CPU/GPU maxed out, playback super laggy

  • June 28, 2020
  • 2 replies
  • 2483 views

Hello,

 

Whenever I try to use Premiere Pro my CPU spikes to near 100 usage. GPU doesn't always but does often. The attached example is with one video clip playing with one effect applied. Video was shot on a GoPro Hero 6 at 4k, 60FPS. Also attached are my computer specs. Any help, advice, suggestions would be awesome.

 

Also I have the video rendering/playback set to Mercury Playback Engine GPU Acceleration (CUDA)

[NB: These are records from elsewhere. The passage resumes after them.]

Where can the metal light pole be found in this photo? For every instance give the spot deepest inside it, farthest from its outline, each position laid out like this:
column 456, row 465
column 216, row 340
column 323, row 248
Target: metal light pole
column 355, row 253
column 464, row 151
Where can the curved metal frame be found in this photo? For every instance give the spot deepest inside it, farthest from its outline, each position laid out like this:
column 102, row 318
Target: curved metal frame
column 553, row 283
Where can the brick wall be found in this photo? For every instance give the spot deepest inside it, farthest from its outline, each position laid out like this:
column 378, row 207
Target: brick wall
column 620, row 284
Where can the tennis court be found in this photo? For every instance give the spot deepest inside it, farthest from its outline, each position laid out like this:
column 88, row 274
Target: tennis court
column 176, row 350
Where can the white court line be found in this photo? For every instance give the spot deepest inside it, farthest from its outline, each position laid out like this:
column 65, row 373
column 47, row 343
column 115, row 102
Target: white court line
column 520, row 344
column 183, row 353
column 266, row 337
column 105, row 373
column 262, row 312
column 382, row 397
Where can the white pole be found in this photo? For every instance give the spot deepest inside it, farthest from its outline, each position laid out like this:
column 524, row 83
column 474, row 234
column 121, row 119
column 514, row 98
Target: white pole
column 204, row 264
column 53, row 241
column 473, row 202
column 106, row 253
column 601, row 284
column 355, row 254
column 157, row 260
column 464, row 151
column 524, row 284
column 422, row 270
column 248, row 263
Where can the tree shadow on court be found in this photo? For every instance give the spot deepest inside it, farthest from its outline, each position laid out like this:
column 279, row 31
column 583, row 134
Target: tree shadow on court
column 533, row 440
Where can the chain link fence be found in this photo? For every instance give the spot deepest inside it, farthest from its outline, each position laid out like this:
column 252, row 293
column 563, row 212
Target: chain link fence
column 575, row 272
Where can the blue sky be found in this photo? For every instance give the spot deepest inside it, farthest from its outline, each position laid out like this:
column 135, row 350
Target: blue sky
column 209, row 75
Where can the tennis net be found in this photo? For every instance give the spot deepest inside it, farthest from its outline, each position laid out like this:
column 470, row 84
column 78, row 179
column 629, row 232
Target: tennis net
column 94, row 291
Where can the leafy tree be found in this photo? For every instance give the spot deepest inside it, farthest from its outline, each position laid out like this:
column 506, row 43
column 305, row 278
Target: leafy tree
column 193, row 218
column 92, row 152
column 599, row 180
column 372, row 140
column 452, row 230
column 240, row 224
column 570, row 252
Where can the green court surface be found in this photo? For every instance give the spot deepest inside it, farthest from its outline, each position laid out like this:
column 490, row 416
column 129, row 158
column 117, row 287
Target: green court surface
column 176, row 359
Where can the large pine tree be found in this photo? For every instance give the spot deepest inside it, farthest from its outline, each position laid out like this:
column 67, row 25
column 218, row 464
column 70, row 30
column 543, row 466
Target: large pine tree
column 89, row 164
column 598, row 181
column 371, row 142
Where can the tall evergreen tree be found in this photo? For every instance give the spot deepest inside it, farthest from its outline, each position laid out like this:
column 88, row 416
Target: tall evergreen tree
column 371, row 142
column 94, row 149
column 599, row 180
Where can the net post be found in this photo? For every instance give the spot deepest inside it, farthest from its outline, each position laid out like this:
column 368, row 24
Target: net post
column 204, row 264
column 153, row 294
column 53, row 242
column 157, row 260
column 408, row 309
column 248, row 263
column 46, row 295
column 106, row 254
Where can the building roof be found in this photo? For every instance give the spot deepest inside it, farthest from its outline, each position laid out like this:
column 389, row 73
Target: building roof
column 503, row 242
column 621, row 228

This topic has been closed for replies.

2 replies

Community Expert
June 28, 2020

Your computer is in good shape but you have to know that the type of media you work with has a massive impact on playback performance. I didn't see attached video but I know that GoPro footage is going to be in a compressed/interframe codec like h264/h265, which is not good for editing. Add that it's 4k and high framerate and that's going to further increase the computer power required to decode. Add an effect or color grading and that's going to add to it even further (depending on the effect it can have a huge impact.) Do you get a red render bar with the effect added? That's basically telling you that you cannot expect real-time playback without rendering first.

 

Solution: transcode to an intermediate codec (read: good for editing) before working with it, or make proxies into a low-res/low-bitrate intermediate codec and just toggle the proxies on. For the most part I work with proxies (rather than transcoding before-hand) and I tend to use the ProRes Proxy preset. In my opinion you don't need to make your own custom ingest/encoding presets unless you need/want more control (like adding a watermark/timecode) or you're working with a strange aspect ratio -- and even then, ProRes is usually pretty adaptable. (I say this last part because if you look up a tutorial on making proxies, depending on what you find you might think you have to create a custom preset, but you don't, and it's probably unnecesarily complicated if you're new to proxies.)

Participant
June 28, 2020

Now do you lose quality or anything in the final product this way? I'm still very new to video editing. Basically we want our music videos to look near-professional quality and are just starting to get into learning the best filming and editing techniques. Thanks a ton for your help.

Ann Bens
Community Expert
Community Expert
June 28, 2020

near-professional quality

 

That starts with the camera and the one behind the camera.

there is a saying: garbage in garbage out.. You can never make it better then the source.